Boko Haram: Un mouvement en perpétuelle évolution

L’idéologie du mouvement a largement évolué depuis sa création en 2002 par Mohamed Yusuf à Maiduguri, mais son objectif reste l’application de la charia au Nigeria. Le nom officiel du mouvement, Jama’atu Ahlis Sunna Lidda’Awati Wal-Jihad, signifie «groupe sunnite pour la prédication et le djihad». Boko Haram est donc sa dénomination abrégée en haoussa. Certains érudits la traduisent par «l’éducation occidentale est un péché». Le mot Boko désigne un alphabet latin, créé par les autorités coloniales pour transcrire la langue orale haoussa, et désigne par extension l’école laïque. Le Haram de son côté, signifie « interdit» ou «illicite» dans l’islam. Ce nom aurait été attribué par la population locale et les médias, marqués par le discours de son chef rejetant l’éducation dite occidentale. Une attitude qui s’accompagne d’une lecture littérale du Coran, qui fait par exemple dire à Mohamed Yusuf que la Terre est plate, ou que l’eau de pluie ne résulte pas de l’évaporation, puisqu’elle est une création d’Allah.

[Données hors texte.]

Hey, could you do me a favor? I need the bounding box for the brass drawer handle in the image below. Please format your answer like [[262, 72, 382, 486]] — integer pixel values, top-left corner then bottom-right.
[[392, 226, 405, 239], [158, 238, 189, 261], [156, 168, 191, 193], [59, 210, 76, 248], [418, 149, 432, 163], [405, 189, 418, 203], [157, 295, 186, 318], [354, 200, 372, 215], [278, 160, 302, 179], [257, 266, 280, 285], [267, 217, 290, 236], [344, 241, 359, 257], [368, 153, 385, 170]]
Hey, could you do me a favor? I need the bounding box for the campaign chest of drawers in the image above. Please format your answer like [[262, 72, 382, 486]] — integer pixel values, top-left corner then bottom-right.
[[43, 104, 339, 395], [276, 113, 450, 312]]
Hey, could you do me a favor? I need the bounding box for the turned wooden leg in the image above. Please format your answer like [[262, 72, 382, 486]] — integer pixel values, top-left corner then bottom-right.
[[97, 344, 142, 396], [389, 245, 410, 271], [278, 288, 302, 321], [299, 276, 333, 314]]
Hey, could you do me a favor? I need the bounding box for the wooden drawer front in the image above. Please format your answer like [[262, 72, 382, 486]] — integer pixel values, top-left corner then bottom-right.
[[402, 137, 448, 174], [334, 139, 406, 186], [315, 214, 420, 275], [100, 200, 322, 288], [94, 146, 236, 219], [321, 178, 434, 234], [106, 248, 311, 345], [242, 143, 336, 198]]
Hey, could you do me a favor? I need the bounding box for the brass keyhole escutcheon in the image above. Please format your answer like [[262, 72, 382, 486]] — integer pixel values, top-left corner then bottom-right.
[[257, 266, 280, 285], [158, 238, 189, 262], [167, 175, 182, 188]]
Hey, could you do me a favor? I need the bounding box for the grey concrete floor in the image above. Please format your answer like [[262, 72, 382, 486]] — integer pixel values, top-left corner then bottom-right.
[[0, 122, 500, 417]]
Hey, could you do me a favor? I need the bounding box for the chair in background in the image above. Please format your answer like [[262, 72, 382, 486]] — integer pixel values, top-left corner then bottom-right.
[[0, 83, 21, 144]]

De ce fait, il est régulièrement dénoncé pour son idéologie obscurantiste et opportuniste qui a poussé Abubakar Shekau en mars dernier de s’affilier à l’Etat islamique (Ei), avant de changer il y quelques semaines de dénomination pour devenir «la Province ouest africaine de l’Organisation de l’Etat Islamique». Et pourtant, bien que revendiquant à son origine une filiation avec l’islamisme salafiste et les talibans afghans, Boko Haram est fréquemment qualifié de secte. Selon Marc-Antoine Pérouse de Montclos de l’Institut de recherche pour le développement, «le groupe tient à la fois de la secte et du mouvement social. Dès ses débuts, il est sectaire de par son intransigeance religieuse, son culte du chef, ses techniques d’endoctrinement, son intolérance à l’égard des autres musulmans et son fonctionnement en vase clos».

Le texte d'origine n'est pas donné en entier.